Windmill Development Group will undertake and pay for soil remediation of the abandoned Domtar industrial properties on Chaudière and Albert islands, says partner Rodney Wilts.
“It’s a private-sector initiative that we would be on the hook for, remediating those lands,” he says.
Wilts says remediation work should start sometime next year.
Windmill’s plans for the lands involve the creation of a huge new mixed-use community that would accommodate 1,200 residences, many office buildings and several public spaces on the Ottawa River shore.
The green development group would be willing to help make the narrow, unfriendly Chaudière bridge more “multi-modal friendly,” he adds.
“Our development can go ahead with the bridge as is, but I just think, in many respects, it’s a lost opportunity for the National Capital Region.”
At a city council meeting on Oct. 8 – when the city approved Windmill’s ambitious plans for the lands – Somerset Coun. Diane Holmes said the federal government has “turned their back on the indigenous people,” and that Windmill’s plan will not meet native hopes and dreams of treating the land as sacred Aboriginal ground.

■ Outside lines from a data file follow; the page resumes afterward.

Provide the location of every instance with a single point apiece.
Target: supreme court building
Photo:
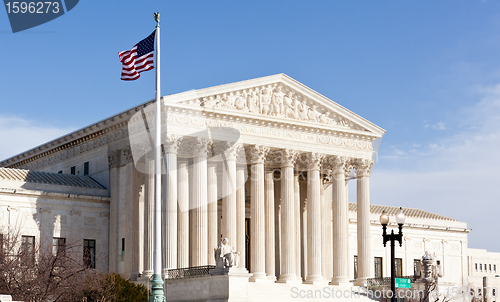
(264, 162)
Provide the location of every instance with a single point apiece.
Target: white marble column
(340, 224)
(288, 249)
(314, 188)
(240, 212)
(304, 240)
(326, 243)
(229, 194)
(277, 225)
(183, 215)
(297, 213)
(269, 224)
(169, 221)
(257, 155)
(199, 223)
(363, 170)
(114, 238)
(149, 217)
(213, 234)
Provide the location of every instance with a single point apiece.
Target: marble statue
(225, 255)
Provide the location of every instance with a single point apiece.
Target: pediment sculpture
(225, 255)
(273, 101)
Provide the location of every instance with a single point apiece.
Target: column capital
(314, 161)
(363, 167)
(171, 142)
(113, 159)
(231, 150)
(256, 154)
(340, 164)
(200, 146)
(287, 157)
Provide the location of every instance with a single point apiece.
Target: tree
(53, 272)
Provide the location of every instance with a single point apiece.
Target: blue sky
(426, 71)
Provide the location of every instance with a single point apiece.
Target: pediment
(280, 97)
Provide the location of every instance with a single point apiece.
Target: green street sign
(403, 283)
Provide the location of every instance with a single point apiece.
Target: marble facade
(265, 163)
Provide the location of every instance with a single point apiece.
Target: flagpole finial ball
(157, 18)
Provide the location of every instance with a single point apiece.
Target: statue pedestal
(231, 271)
(223, 284)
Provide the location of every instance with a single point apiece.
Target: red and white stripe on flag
(138, 59)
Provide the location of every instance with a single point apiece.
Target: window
(416, 267)
(355, 267)
(89, 253)
(28, 249)
(378, 267)
(59, 247)
(399, 267)
(86, 168)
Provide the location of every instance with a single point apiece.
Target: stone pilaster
(213, 234)
(297, 213)
(269, 224)
(183, 215)
(363, 170)
(288, 249)
(340, 223)
(257, 213)
(229, 194)
(198, 224)
(314, 188)
(149, 184)
(240, 212)
(169, 221)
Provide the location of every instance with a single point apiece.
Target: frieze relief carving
(275, 100)
(343, 142)
(73, 151)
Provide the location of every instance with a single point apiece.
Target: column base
(315, 280)
(147, 273)
(363, 282)
(289, 279)
(259, 277)
(272, 278)
(339, 281)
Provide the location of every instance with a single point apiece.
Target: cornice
(54, 195)
(188, 104)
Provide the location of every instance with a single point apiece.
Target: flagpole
(157, 282)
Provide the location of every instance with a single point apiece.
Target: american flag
(138, 59)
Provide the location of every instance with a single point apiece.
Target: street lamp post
(384, 220)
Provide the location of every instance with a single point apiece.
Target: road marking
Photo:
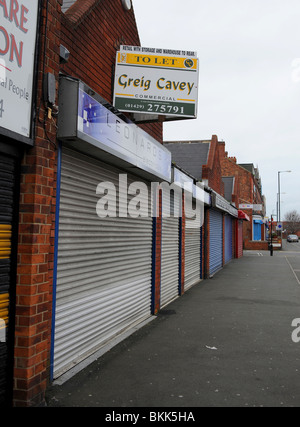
(293, 270)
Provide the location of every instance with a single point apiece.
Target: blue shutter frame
(257, 229)
(215, 241)
(228, 238)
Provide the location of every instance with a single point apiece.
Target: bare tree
(292, 222)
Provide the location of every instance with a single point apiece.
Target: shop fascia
(222, 204)
(87, 123)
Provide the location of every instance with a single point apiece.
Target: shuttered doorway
(169, 251)
(192, 270)
(228, 238)
(239, 239)
(215, 241)
(7, 190)
(104, 265)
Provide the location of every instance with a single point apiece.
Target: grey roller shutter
(215, 241)
(104, 265)
(169, 254)
(192, 273)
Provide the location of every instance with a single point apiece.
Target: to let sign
(156, 81)
(18, 28)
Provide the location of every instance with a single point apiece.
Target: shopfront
(104, 246)
(221, 229)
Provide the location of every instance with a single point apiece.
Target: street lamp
(279, 172)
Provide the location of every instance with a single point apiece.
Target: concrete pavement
(225, 342)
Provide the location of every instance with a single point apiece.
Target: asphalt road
(227, 342)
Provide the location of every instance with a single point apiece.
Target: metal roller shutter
(104, 265)
(192, 273)
(169, 256)
(228, 239)
(7, 185)
(215, 241)
(239, 239)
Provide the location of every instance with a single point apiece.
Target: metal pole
(278, 218)
(271, 246)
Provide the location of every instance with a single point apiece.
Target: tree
(292, 220)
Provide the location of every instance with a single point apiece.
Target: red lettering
(3, 4)
(23, 19)
(14, 49)
(4, 32)
(14, 8)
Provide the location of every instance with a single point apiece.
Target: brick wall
(93, 38)
(212, 170)
(36, 231)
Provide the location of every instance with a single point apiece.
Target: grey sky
(249, 91)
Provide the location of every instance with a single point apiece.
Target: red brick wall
(93, 40)
(212, 170)
(36, 231)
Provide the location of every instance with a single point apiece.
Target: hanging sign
(18, 30)
(156, 82)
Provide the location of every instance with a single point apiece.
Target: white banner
(18, 27)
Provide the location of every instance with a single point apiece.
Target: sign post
(156, 82)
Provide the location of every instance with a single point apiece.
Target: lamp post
(279, 172)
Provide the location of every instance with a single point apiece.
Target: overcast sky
(249, 88)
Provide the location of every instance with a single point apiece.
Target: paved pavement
(226, 342)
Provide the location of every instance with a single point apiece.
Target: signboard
(245, 206)
(17, 56)
(156, 82)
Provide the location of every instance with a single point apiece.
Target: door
(169, 251)
(104, 265)
(228, 238)
(8, 183)
(192, 268)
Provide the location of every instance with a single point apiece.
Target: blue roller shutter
(215, 241)
(257, 229)
(228, 238)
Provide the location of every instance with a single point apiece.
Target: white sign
(156, 81)
(18, 27)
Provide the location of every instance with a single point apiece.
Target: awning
(243, 216)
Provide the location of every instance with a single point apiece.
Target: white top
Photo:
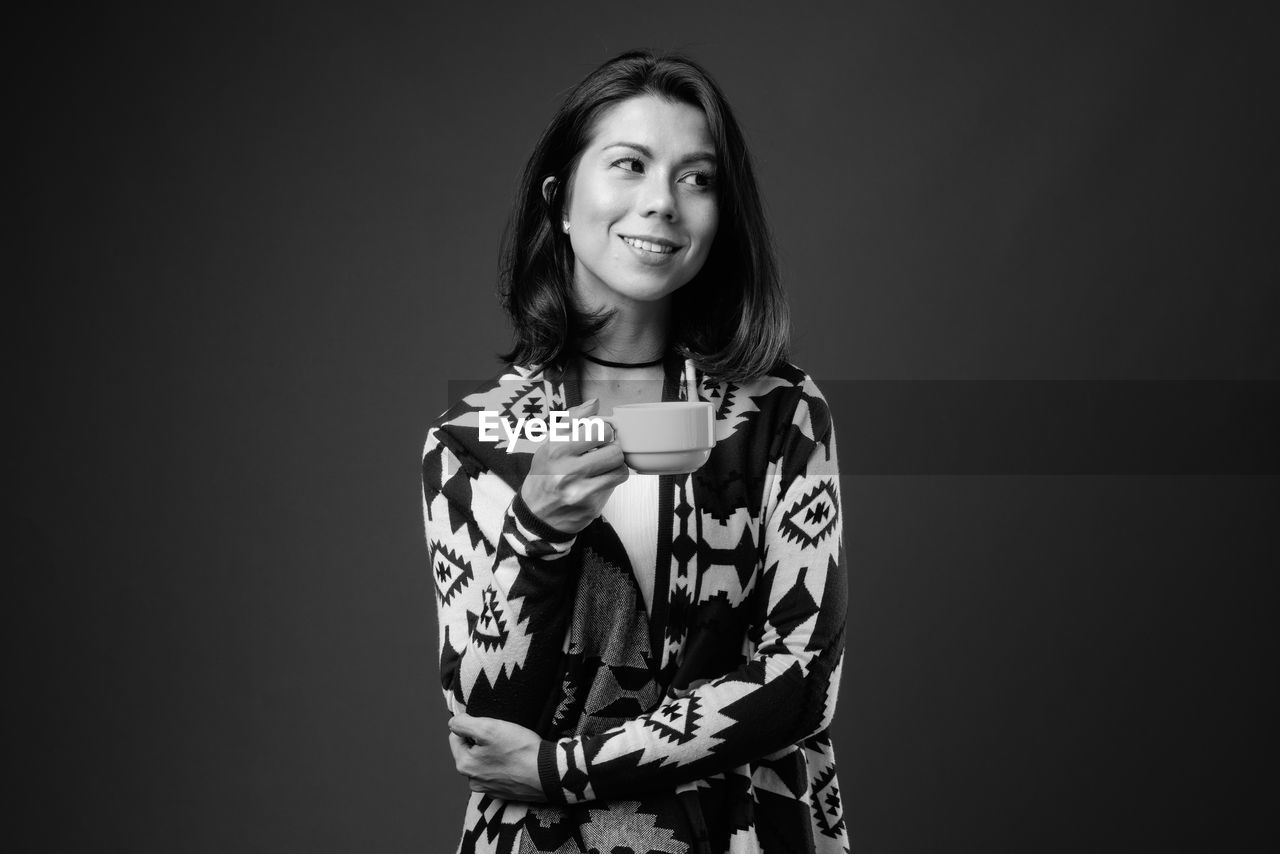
(632, 511)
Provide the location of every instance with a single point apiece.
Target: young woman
(641, 662)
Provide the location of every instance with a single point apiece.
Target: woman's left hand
(498, 757)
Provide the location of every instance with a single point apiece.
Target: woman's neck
(634, 334)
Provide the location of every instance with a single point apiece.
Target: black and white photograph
(680, 428)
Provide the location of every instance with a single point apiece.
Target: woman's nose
(659, 199)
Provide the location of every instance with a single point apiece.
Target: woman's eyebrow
(689, 158)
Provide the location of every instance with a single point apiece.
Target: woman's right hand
(570, 482)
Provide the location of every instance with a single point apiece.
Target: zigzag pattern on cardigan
(702, 727)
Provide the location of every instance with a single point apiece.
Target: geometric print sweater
(699, 727)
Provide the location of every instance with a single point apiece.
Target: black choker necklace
(608, 364)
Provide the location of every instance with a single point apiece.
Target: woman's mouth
(645, 246)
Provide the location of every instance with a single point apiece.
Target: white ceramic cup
(667, 438)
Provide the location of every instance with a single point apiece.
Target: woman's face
(641, 202)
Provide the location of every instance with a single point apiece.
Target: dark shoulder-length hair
(731, 318)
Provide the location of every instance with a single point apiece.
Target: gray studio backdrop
(263, 242)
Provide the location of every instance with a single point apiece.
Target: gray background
(252, 249)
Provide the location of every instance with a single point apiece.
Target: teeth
(649, 247)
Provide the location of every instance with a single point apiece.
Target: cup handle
(609, 420)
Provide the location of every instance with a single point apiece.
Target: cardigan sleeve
(786, 690)
(501, 581)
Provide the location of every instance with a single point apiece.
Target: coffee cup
(667, 438)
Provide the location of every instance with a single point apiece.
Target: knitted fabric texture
(702, 727)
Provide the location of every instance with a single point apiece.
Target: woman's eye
(630, 164)
(700, 179)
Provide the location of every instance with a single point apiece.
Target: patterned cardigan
(702, 727)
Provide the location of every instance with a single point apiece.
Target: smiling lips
(658, 247)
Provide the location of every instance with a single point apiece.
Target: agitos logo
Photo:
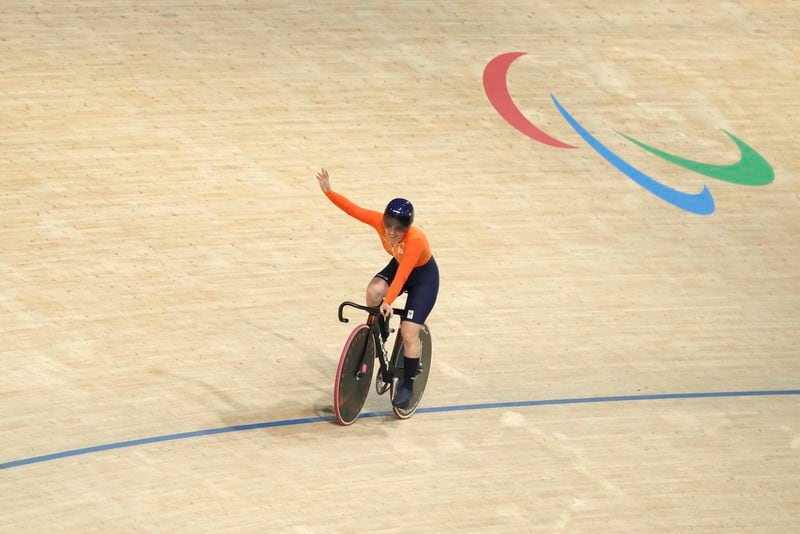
(752, 169)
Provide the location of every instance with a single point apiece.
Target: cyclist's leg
(421, 299)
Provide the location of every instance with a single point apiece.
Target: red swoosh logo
(496, 87)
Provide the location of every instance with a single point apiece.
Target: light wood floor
(169, 265)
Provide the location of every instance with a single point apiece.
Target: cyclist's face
(394, 231)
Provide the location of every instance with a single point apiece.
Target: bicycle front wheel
(354, 375)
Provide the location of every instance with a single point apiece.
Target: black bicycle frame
(375, 332)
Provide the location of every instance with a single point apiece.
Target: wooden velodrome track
(170, 267)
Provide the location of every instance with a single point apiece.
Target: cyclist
(412, 269)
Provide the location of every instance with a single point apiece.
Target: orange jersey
(412, 251)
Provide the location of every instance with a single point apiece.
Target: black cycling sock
(411, 367)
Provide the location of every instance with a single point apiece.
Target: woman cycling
(412, 269)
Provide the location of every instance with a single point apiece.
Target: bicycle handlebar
(368, 309)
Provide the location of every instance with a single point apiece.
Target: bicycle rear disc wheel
(422, 377)
(351, 387)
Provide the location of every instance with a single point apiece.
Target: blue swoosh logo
(701, 203)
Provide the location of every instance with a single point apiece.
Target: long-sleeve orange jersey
(412, 251)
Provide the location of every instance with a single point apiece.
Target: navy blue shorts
(422, 287)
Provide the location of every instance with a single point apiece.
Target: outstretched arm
(324, 181)
(369, 217)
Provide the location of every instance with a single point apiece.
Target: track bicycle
(365, 345)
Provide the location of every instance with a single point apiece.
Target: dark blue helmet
(401, 210)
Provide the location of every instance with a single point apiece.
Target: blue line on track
(434, 409)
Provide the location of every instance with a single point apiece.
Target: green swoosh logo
(752, 169)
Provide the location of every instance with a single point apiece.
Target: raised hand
(324, 181)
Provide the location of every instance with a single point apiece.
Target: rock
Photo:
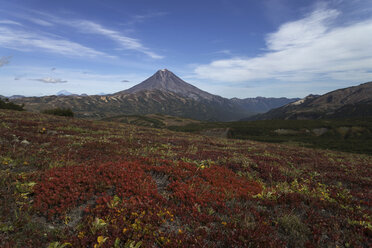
(25, 142)
(51, 132)
(319, 131)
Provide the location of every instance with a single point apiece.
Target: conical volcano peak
(165, 80)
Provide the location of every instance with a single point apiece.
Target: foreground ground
(68, 182)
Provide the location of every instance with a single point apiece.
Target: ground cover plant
(66, 182)
(348, 135)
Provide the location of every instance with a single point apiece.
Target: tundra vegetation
(66, 182)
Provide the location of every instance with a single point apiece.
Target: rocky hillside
(163, 93)
(349, 102)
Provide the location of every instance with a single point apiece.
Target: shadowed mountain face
(163, 93)
(165, 80)
(349, 102)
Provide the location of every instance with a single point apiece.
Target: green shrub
(5, 104)
(59, 111)
(294, 231)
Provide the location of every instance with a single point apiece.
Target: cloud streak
(28, 41)
(124, 42)
(9, 22)
(49, 80)
(308, 49)
(5, 60)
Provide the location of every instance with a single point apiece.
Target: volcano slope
(67, 182)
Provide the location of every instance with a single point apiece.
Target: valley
(72, 182)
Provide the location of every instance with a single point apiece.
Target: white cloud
(29, 41)
(312, 48)
(50, 80)
(9, 22)
(40, 22)
(124, 41)
(4, 60)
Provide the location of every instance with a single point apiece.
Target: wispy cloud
(29, 41)
(5, 60)
(50, 80)
(123, 41)
(314, 47)
(40, 22)
(9, 22)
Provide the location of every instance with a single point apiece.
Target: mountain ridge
(350, 102)
(162, 93)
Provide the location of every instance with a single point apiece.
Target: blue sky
(233, 48)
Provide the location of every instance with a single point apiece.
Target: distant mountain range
(351, 102)
(163, 93)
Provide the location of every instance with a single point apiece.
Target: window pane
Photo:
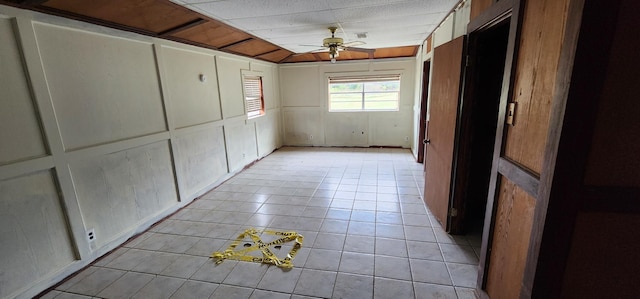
(382, 86)
(366, 93)
(346, 101)
(381, 101)
(345, 87)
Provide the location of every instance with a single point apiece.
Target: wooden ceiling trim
(182, 27)
(151, 15)
(167, 20)
(267, 52)
(252, 47)
(240, 42)
(212, 33)
(276, 56)
(406, 51)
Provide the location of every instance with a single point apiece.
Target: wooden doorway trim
(444, 108)
(501, 10)
(422, 122)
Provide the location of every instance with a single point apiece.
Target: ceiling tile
(239, 9)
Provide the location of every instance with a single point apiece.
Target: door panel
(514, 217)
(445, 92)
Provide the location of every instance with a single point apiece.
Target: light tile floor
(367, 234)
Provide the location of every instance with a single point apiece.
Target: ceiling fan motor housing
(337, 41)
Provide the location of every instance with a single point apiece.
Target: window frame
(364, 78)
(247, 78)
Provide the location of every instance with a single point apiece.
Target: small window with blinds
(364, 93)
(254, 100)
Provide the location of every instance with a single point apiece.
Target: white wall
(110, 131)
(306, 119)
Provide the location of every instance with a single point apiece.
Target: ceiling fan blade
(354, 49)
(354, 43)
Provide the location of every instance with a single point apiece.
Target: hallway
(367, 234)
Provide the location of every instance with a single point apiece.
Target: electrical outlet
(91, 235)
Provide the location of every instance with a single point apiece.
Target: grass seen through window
(379, 94)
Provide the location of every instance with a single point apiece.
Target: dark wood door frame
(492, 16)
(422, 122)
(444, 111)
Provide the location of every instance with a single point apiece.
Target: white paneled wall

She added that the city bore the burden of making the decision about rezoning the land, “when the federal government should have stepped in and assumed their responsibility.”
Holmes was the only councillor to vote against rezoning the land, despite her general support for Windmill as a good developer concerned with creating an environmentally friendly community at the site.
“While the plans are all nice, somebody’s got to clean the place up, or we might be stuck with half the bill,” Rideau-Rockcliffe Coun. Peter Clark had warned at the meeting.
Mike Powell, president of the Dalhousie Community Association, says Windmill’s plan is an opportunity to “add a life to that part of the river that I think we’re missing right now.”
However, Powell says this situation speaks to a larger issue.
“You can pick and choose different properties throughout the city and other wards where there may have been an opportunity for the city to purchase them, add green space or preserve a heritage building, and in absence of a plan for funds, the lands end up going to a private developer.”
“On the other hand, of course, the federal government’s owned LeBreton Flats for 60 years and they’ve just got around to developing much of it in the last 10,” he says.
Powell says the federal government needs to come up with ways to get people to and from the island safely via the Chaudière Bridge, whether they’re walking, in vehicles or on bikes.
He says it will have to look at Booth Street as a whole – including traffic flows and cycling and pedestrian infrastructure around the planned Pimisi LRT station – and have a plan to the overall transportation context.
“There’s plans in the north for Sir John A. Macdonald Parkway to have cycle tracks and bike lanes and sidewalks added, but in the portion south of the parkway, where the new station will be, there’s not any plans for that, so there will be bus layups, no direct bicycle facilities, which will be a weird missing link for people.”